Structuré en six épisodes (violences, justice des mineurs, école, espace public, engagement des jeunes…), le podcast a rencontré un large succès avec plus de 500 000 écoutes. Il illustre le potentiel des formats audio pour toucher un public jeune et diversifié.

À l’Île Maurice, des jeunes acteurs de leurs droits

Le Bureau de l’Ombudsperson for Children de l’Île Maurice a présenté une approche particulièrement innovante, reposant sur la participation active des jeunes.

Plusieurs initiatives ont été mises en œuvre :

  • création de fresques murales dans des établissements scolaires ;
  • organisation de concours artistiques et d’expositions au Parlement ;
  • production de contenus audiovisuels et de podcasts ;
  • mise en place de séances de ciné-débat.

Au cœur de cette dynamique, le programme des Jeunes Ambassadeurs des Droits des Enfants (JADE) permet à des jeunes de 14 à 18 ans de concevoir et porter eux-mêmes des actions de sensibilisation. Fonctionnant de manière autonome et démocratique, ce dispositif renforce leur engagement et leur rôle d’acteurs à part entière.

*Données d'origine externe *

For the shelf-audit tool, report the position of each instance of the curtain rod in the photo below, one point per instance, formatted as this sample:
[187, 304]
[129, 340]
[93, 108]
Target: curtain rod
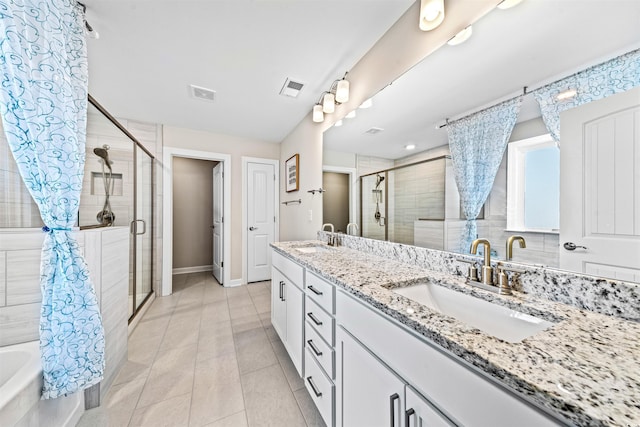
[526, 91]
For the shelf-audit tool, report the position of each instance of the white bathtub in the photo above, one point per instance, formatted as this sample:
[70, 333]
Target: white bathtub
[20, 390]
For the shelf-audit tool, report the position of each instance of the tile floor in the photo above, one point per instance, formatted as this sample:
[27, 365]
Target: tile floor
[207, 356]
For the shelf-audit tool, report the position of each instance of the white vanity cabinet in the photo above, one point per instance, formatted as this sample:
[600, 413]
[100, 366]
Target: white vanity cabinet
[457, 393]
[319, 372]
[287, 306]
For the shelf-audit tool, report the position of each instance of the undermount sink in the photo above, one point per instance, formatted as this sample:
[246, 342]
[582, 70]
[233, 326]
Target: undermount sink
[313, 249]
[501, 322]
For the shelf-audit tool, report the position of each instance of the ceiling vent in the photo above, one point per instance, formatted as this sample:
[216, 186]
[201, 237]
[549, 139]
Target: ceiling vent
[202, 93]
[374, 130]
[291, 88]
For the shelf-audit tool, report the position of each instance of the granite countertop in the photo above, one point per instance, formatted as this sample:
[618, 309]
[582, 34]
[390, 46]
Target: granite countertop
[586, 367]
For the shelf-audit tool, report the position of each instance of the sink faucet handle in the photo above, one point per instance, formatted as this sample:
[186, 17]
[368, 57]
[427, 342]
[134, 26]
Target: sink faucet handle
[472, 274]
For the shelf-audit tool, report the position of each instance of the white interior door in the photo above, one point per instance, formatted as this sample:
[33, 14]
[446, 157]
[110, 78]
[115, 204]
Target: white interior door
[218, 205]
[260, 220]
[600, 187]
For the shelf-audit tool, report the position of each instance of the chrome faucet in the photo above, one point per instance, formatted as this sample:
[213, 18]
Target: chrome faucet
[487, 271]
[332, 236]
[510, 241]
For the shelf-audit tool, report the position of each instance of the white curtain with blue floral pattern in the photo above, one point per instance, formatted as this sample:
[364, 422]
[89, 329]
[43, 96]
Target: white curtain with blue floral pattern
[617, 75]
[477, 143]
[43, 103]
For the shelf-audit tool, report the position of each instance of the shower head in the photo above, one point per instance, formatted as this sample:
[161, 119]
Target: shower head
[103, 153]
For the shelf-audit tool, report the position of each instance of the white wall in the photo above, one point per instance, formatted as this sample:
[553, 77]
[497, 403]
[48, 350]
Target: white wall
[236, 147]
[403, 46]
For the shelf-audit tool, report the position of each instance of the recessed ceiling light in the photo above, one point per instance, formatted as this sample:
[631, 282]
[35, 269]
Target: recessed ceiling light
[366, 104]
[567, 94]
[461, 37]
[508, 4]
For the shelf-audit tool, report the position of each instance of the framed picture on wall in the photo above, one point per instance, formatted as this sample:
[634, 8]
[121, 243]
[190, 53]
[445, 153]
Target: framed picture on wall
[291, 169]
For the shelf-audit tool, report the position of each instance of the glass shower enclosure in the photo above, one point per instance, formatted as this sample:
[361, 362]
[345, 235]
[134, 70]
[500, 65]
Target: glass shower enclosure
[130, 195]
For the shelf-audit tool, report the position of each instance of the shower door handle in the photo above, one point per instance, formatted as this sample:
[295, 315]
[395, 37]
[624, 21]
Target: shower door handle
[134, 227]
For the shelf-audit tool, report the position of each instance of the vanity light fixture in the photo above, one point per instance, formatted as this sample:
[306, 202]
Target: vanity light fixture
[508, 4]
[328, 103]
[461, 37]
[337, 94]
[431, 14]
[366, 104]
[318, 114]
[567, 94]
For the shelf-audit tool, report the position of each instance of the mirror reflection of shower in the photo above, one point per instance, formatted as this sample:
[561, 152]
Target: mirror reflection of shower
[106, 215]
[377, 192]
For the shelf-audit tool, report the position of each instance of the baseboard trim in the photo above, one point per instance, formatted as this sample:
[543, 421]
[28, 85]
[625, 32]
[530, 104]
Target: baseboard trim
[196, 269]
[234, 283]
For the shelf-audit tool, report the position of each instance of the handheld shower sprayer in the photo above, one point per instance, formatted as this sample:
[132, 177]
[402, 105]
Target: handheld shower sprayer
[106, 215]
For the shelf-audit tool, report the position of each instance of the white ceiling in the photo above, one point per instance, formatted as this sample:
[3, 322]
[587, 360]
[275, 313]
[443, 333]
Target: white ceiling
[149, 52]
[536, 42]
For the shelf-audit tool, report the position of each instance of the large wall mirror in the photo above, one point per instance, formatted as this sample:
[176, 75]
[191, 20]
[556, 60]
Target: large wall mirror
[532, 44]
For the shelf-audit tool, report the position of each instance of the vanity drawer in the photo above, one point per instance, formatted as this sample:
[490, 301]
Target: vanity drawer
[289, 268]
[319, 320]
[320, 291]
[320, 388]
[321, 351]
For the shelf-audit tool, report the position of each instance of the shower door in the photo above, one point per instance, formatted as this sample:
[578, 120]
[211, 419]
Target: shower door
[142, 230]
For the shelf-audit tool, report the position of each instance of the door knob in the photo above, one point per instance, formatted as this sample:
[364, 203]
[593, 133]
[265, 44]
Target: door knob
[570, 246]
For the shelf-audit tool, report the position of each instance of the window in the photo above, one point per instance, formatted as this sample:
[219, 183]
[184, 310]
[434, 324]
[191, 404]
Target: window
[533, 185]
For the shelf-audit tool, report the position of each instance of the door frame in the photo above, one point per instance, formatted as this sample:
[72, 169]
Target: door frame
[167, 210]
[276, 200]
[353, 180]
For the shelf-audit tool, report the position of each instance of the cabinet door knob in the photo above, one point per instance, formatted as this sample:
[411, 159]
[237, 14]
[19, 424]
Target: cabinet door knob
[314, 348]
[407, 417]
[314, 290]
[314, 318]
[317, 392]
[392, 409]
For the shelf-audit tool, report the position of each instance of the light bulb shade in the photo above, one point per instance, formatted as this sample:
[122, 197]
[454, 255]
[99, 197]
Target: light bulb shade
[431, 14]
[507, 4]
[329, 103]
[567, 94]
[318, 115]
[342, 91]
[461, 37]
[366, 104]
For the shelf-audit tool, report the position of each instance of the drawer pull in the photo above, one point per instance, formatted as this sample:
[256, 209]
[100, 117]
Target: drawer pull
[314, 318]
[314, 348]
[407, 417]
[392, 409]
[313, 386]
[314, 290]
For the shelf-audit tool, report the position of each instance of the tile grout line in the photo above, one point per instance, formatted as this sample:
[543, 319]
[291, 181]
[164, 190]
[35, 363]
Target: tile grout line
[173, 309]
[235, 350]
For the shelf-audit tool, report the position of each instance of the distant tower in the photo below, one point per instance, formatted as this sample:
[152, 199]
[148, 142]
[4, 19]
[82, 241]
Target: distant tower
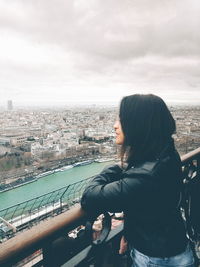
[9, 105]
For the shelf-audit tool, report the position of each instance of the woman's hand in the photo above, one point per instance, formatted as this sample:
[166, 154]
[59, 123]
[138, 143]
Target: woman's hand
[123, 246]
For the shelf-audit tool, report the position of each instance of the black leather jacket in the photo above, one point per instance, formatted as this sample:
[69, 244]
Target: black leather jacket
[148, 193]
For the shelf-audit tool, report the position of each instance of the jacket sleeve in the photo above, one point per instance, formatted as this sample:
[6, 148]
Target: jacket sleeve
[112, 190]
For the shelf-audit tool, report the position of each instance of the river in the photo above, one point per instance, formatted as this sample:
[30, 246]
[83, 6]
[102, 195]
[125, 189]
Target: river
[49, 183]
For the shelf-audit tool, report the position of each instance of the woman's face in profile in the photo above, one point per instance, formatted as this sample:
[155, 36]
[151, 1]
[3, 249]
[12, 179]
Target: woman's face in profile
[119, 133]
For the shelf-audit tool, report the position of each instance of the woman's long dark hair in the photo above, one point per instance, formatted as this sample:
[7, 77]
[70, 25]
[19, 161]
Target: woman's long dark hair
[147, 125]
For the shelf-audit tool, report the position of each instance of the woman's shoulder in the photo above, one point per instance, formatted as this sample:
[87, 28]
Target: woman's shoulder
[166, 163]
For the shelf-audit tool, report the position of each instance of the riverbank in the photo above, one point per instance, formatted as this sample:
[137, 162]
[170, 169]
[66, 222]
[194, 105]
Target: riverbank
[35, 176]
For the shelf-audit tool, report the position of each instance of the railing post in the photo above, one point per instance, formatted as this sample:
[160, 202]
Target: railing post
[61, 198]
[198, 165]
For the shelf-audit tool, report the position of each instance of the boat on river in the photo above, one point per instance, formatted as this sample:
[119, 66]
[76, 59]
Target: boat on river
[82, 163]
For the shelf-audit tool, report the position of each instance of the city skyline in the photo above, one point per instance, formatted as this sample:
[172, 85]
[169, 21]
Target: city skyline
[94, 52]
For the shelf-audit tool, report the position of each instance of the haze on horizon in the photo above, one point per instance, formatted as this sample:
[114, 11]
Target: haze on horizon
[95, 52]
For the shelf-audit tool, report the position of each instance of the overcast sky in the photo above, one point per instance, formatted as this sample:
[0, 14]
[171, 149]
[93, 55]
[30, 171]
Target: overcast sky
[96, 51]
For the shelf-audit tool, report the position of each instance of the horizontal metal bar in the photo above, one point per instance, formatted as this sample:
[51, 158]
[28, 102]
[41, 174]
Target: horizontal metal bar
[24, 244]
[77, 259]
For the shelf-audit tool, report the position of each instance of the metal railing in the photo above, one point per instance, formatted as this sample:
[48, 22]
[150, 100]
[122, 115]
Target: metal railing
[28, 213]
[44, 236]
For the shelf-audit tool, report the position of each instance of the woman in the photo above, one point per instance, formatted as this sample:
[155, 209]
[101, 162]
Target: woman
[148, 189]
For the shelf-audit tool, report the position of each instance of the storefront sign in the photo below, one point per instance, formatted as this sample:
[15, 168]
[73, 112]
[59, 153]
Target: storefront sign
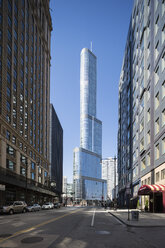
[2, 187]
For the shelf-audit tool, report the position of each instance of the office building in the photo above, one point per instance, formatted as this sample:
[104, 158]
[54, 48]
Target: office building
[109, 173]
[141, 134]
[25, 32]
[56, 153]
[88, 184]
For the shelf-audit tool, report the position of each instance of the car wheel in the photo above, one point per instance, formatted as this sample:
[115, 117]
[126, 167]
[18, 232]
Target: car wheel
[11, 211]
[24, 210]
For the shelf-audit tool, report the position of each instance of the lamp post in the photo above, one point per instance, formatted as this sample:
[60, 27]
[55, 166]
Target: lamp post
[26, 163]
[115, 177]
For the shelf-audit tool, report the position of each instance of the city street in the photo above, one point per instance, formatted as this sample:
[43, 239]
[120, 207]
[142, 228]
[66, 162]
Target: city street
[75, 227]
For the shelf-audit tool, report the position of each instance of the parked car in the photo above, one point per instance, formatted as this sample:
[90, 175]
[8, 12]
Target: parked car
[57, 205]
[33, 208]
[15, 207]
[48, 205]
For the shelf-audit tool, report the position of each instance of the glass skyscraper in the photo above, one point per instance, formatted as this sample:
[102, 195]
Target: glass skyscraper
[87, 180]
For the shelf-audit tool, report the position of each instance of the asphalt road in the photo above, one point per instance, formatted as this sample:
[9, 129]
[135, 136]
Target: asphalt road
[75, 228]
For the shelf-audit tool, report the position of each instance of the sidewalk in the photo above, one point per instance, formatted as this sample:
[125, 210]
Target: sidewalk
[146, 219]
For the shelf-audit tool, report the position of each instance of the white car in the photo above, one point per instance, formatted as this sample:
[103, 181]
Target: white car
[34, 207]
[48, 205]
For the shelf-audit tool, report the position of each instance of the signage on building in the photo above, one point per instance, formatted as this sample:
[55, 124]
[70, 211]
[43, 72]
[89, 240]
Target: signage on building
[2, 187]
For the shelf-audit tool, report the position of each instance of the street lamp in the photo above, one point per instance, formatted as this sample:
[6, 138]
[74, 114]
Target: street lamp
[26, 163]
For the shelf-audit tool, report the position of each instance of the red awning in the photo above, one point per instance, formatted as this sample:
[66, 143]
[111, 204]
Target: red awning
[148, 189]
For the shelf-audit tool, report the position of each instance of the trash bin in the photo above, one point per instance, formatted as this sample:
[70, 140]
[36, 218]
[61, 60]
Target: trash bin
[135, 215]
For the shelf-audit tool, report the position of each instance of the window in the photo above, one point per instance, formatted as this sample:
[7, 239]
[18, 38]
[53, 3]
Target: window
[10, 164]
[156, 50]
[163, 145]
[10, 150]
[157, 126]
[157, 151]
[8, 78]
[9, 6]
[15, 34]
[148, 159]
[143, 164]
[8, 92]
[142, 125]
[23, 159]
[32, 176]
[9, 49]
[162, 174]
[157, 176]
[9, 21]
[15, 21]
[163, 62]
[23, 171]
[15, 48]
[39, 170]
[14, 139]
[163, 117]
[14, 87]
[9, 35]
[157, 75]
[7, 135]
[8, 64]
[148, 115]
[157, 101]
[163, 90]
[149, 180]
[8, 106]
[148, 137]
[39, 179]
[163, 34]
[142, 144]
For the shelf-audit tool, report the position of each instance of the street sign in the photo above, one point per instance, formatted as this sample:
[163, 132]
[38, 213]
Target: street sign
[128, 191]
[2, 187]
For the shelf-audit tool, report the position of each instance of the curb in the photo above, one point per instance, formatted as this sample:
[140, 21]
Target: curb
[136, 226]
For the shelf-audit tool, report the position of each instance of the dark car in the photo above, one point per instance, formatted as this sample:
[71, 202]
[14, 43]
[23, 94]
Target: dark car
[57, 205]
[15, 207]
[33, 208]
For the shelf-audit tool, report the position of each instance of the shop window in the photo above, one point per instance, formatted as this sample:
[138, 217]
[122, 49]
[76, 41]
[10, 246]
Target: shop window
[157, 177]
[157, 151]
[162, 174]
[143, 164]
[10, 164]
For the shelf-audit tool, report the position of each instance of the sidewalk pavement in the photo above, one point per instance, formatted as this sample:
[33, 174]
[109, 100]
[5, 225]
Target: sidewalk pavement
[146, 219]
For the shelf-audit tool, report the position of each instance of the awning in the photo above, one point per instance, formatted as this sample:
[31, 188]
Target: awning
[148, 189]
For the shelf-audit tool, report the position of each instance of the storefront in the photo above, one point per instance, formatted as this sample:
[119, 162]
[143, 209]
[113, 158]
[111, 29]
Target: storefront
[156, 197]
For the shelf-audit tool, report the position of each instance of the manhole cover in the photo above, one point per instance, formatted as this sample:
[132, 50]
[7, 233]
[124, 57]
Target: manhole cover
[102, 232]
[31, 240]
[5, 235]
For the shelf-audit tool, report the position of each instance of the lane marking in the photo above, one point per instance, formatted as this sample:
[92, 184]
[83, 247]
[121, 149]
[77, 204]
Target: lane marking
[93, 217]
[38, 225]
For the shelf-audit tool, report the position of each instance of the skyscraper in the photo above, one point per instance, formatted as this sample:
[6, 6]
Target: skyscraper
[141, 132]
[56, 152]
[109, 173]
[25, 31]
[88, 184]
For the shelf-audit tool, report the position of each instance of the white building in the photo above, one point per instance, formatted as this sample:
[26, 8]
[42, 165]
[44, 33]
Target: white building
[109, 173]
[64, 185]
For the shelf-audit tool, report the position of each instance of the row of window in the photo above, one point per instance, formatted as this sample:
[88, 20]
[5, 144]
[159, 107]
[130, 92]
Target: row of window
[12, 166]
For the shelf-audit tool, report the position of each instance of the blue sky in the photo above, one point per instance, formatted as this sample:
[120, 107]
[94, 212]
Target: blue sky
[75, 24]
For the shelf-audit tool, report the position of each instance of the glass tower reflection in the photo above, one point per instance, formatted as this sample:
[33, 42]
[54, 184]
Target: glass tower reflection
[87, 180]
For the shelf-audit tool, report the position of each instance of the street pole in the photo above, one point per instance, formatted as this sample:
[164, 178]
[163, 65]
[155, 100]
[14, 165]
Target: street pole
[115, 178]
[26, 180]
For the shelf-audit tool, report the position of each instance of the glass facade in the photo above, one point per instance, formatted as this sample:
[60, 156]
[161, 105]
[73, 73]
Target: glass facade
[88, 184]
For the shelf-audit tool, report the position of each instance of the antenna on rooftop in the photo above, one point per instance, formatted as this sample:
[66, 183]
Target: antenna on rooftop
[91, 46]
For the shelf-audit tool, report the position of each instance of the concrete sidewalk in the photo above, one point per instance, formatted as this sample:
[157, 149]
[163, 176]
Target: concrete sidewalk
[146, 219]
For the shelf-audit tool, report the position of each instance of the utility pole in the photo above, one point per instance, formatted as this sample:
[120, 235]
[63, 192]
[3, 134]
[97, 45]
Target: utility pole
[115, 177]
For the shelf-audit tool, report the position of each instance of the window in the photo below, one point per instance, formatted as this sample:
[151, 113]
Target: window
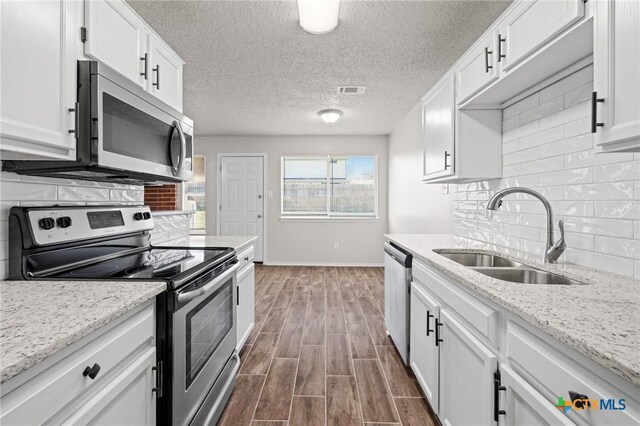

Au Nouveau-Brunswick, des outils pensés avec et pour les jeunes

Le Bureau du Défenseur du Nouveau-Brunswick a présenté deux initiatives :

  • une page internet dédiée aux enfants et aux jeunes, avec des contenus adaptés ;
  • la publication du livre « Ce que j’aurais aimé savoir », écrit par une ancienne jeune accompagnée.

Distribué largement (écoles, services sociaux, associations), cet ouvrage vise à mieux informer les jeunes sur leurs droits et les ressources disponibles. Il a déjà contribué à augmenter le nombre d’enfants qui contactent directement l’institution.

Une mobilisation internationale

D’autres contributions ont enrichi les échanges, notamment :

  • en Égypte, avec la mobilisation autour des instances régionales de droits de l’homme ;
  • au Sénégal, avec la publication de bulletins d’information et l’organisation d’ateliers de plaidoyer sur les droits de l’enfant, ayant conduit à des recommandations adressées aux autorités nationales.

Poursuivre la dynamique

En conclusion, Eric Delemar a souligné l’importance de poursuivre ces efforts pour mieux intégrer les enfants dans les dispositifs de défense de leurs droits. Les initiatives présentées témoignent d’une évolution positive vers une société plus inclusive, où la parole des enfants est davantage prise en compte.

Ce webinaire confirme ainsi que l’innovation, la participation des jeunes et l’adaptation des outils de communication sont des leviers essentiels pour rapprocher les institutions des enfants et faire progresser la connaissance et le respect de leurs droits.